L'exemple des poires dans la corbeille ne me paraît pas probant non plus. Le fait qu'il s'agisse de poires parmi d'autres n'empêche pas qu'elles soient dénombrables, ce qui pour moi exclut la notion de "partitif".
je me demande si le partitif pluriel existe vraiment car je ne parviens pas a le voir dans les phrases suivantes:
Il me faut des vacances
Je fais des mathématiquesJe manges…
-de la pastèque(trop gros pour en manger une entière)
-des pommes
-des pâtes
-du riz(trop petit pour que l'on ait envie de compter les grains? lol)Je mange…
-du boeuf, du poulet, du chien, de la caille
-des cailles(?), des insectes(chacun son truc), des anchois, des oeufs de lump
Pour moi, le DES est ici un indéfini tout simplement
je ne suis pas à 100% convaincu par l'analyse de cette phrase pas plus que pour les suivantes:
Jehan a écrit :Dans le cas de "des vacances",
Mais le partitif pluriel existe bien, même s'il est beaucoup moins courant que son homonyme article indéfini :
As-tu pris des chocolats qui sont dans la boîte ?
(article partitif = As-tu pris une partie des chocolats qui sont dans la boîte ? et non "As-tu pris plusieurs chocolats qui sont dans la boîte ?")
D'une part cette phrase est bancale dans la mesure où les chocolats hypothétiquement pris ne peuvent plus être dans la boîte donc ce n'est peut-être pas la phrase idéale sur laquelle réfléchir.
Prends des chocolats qui sont dans la boîte ! ou
As-tu pris des chocolats qui étaient dans la boîte? seraient deux exemples plus correctes. Ou même encore
As-tu pris des chocolats de cette boîte? qui me semble un meilleur exemple pour réfléchir. On peut alors raisonner de la même manière(article partitif =
As-tu pris une partie des chocolats de la boîte ? et non
"As-tu pris plusieurs chocolats de la boîte ?"). En l’occurrence, alors que le
une partie des chocolats… est probablement un interprétation pertinente de la phrase, elle n'exclue pas l'interprétation
plusieurs chocolats
En effet en regardant la boîte de chocolat la personne est en mesure de constater
qu'une partie des chocolats ou
plusieurs chocolats ont disparu même si elle n'est pas en mesure d'affirmer combien ont disparu.

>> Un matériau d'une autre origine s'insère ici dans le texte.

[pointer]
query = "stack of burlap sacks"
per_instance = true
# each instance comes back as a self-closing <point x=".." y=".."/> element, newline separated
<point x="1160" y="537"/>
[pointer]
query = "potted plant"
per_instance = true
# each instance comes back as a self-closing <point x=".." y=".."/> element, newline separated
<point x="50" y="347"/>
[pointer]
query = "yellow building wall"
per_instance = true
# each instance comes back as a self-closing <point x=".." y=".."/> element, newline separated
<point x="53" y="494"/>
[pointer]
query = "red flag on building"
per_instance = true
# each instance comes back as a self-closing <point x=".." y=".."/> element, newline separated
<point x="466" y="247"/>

Personnellement même si les deux analyses sont possibles le simple fait que les chocolats soient une entité comptable m'empêche de voir DES comme un partitif. 😞
je pense de même de l'exemple suivant.
Muriel a écrit :
Pour le reste, vous auriez un partitif ici :
- Je mange DES poires qui sont dans cette corbeille (le nom est complété : je ne mange qu'une partie des poires de la corbeille).
En revanche dans la distinction de Riegel on voit
Jehan a écrit :- les emplois partitifs (ou forts) si l'existence du référent est présupposée (par exemple s'il fait partie d'un ensemble antérieurement posé dans le discours ou impliqué dans la situation :
Le professeur posa la question à la classe. Des enfants levèrent aussitôt le doigt.
(L'ensemble auquel ils appartiennent est précisé)
Cependant je m'interroge sur la réelle valeur partitive du DES dans cette exemple. Bien que l'ensemble dans lequel est compris les enfants qui lèvent la main soit clairement la classe (évidence), cela ne permet pas vraiment de qualifier DES comme un partitif ici. l'interpréter comme tel reviendrait a sous entendre que les étudiants qui ont levé la main pourrait ne pas être de cette classe, possibilité qui semble exclue par le contexte lui même. Considérer DES comme une partitif serait alors une redondance
"Des élèves de cette classe". Je pense que DES est ici tout simplement un indéfini opposé au défini car certains élèves n'ont pas levé la main. Même si on ne tend pas à préciser le nombre d'élèves levant la main cette précision est possible.